Alas! Armstrong's letter was gone!
CHAPTER CLXXX.
THE "BOOZING-KEN" ONCE MORE.
We must now direct our readers' attention for a short space to the parlour of the Boozing-Ken on Saffron Hill.
It was nine o'clock in the evening; and, as usual, a motley company was assembled in that place.
A dozen persons, men and women, were drinking the vile compounds which the landlord dispensed as "Fine Cordial Gin," "Treble X Ale," "Real Jamaica Rum," "Best Cognac Brandy," and "Noted Stout."
At one of the tables sate the Buffer, smoking a long clay pipe, and from time to time paying his respects to a pot of porter which stood before him. He occasionally glanced towards the clock as if he were expecting some one; and then an impatient but subdued curse rose to his lips, proving that the individual for whom he waited was behind his time.
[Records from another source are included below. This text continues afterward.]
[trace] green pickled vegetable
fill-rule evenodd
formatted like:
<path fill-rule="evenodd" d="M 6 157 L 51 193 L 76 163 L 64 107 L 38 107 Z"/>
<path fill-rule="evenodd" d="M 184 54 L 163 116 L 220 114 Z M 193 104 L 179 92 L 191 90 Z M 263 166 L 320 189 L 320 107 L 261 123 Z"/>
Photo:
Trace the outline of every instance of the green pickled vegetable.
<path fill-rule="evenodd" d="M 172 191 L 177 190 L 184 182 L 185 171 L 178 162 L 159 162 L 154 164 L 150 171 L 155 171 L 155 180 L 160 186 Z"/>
"Well, as I was saying," exclaimed an old shabbily-dressed and dissipated looking man, who sate near the fire, "it's a burning shame to make people pay so dear for such liquor as this;"—and he made a quart-pot, which he held in his hand, describe sundry diminutive circles, in order to shake up the liquor whereat he gazed with disgust.
"Why do you drink it, then, friend Swiggs?" demanded the Buffer, in a surly tone. "You was once a licensed witler yourself: and I'll be bound no one ever doctored his lush more than you did."
"Of course I did!" ejaculated the old man. "The publican can't live without it. Look how he's taxed—look how the police preys upon him—look at the restrictions as to hours that he's subject to. I tell you the publican must adulterate his liquor—aye, even the most honest. But I don't like to drink it so, none the more for all that. Besides, this beer is so preciously done up, that one does not know whether there's most cocculus indicus or most tobacco-juice in it."
"What's cocculus indicus?" asked the Buffer.